We propose to use the “related” system to provide an execution engine - for example if we run GCP system tests we can use Cloud Build to execute the tests. (Proof of Concept done by Tobiasz Kędzierski in https://github.com/PolideaInternal/airflow-system-tests). Similarly to run AWS tests we could use AWS Code Pipeline and for Azure - Azure Pipelines. We need anyhow credits for the respective cloud providers so those credits could be utilised to run both - services we test and CI/CD for those. All such services have integration with GitHub repositories. Each of those integration needs to be done following these principles:
Public access to Build dashboard and build logs. This might be not easy - for example Cloud Build dashboard cannot be “publicly viewable” however logs can be exported and made publicly available via links and integration from GitHub Actions.

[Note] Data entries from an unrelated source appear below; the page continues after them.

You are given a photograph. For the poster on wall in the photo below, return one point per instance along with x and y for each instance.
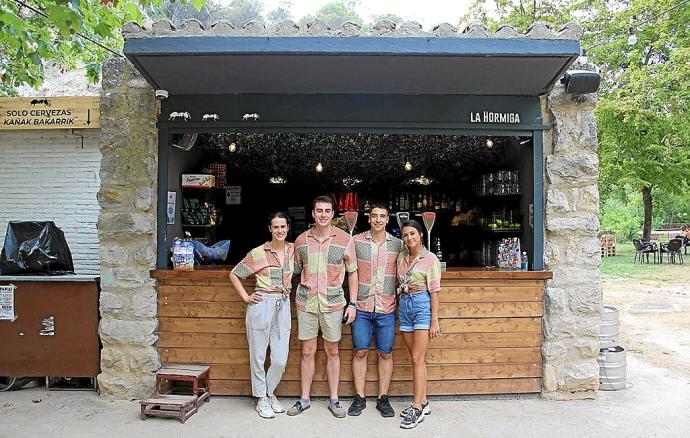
(50, 112)
(7, 302)
(233, 195)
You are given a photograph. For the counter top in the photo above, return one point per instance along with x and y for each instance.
(451, 273)
(47, 278)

Status of the build should be reported back to GitHub Actions for Pull Requests. This can be achieved by already existing integrations, for example Cloud Build integration. Further analysis will need to be done in order to make detailed integration.
If needed, the external service can have “check:write” permission and provide appropriate status checks for PR via the GitHub API https://docs.github.com/en/rest/reference/checks#create-a-check-run. That will require to authorise the system via specific tokens to have those permissions and might require cooperation with the Apache Software Foundation Infrastructure team.
Also having the “big” cloud provider credits for those checks will enable using those credits to run checks for other services (those are rather inexpensive usually).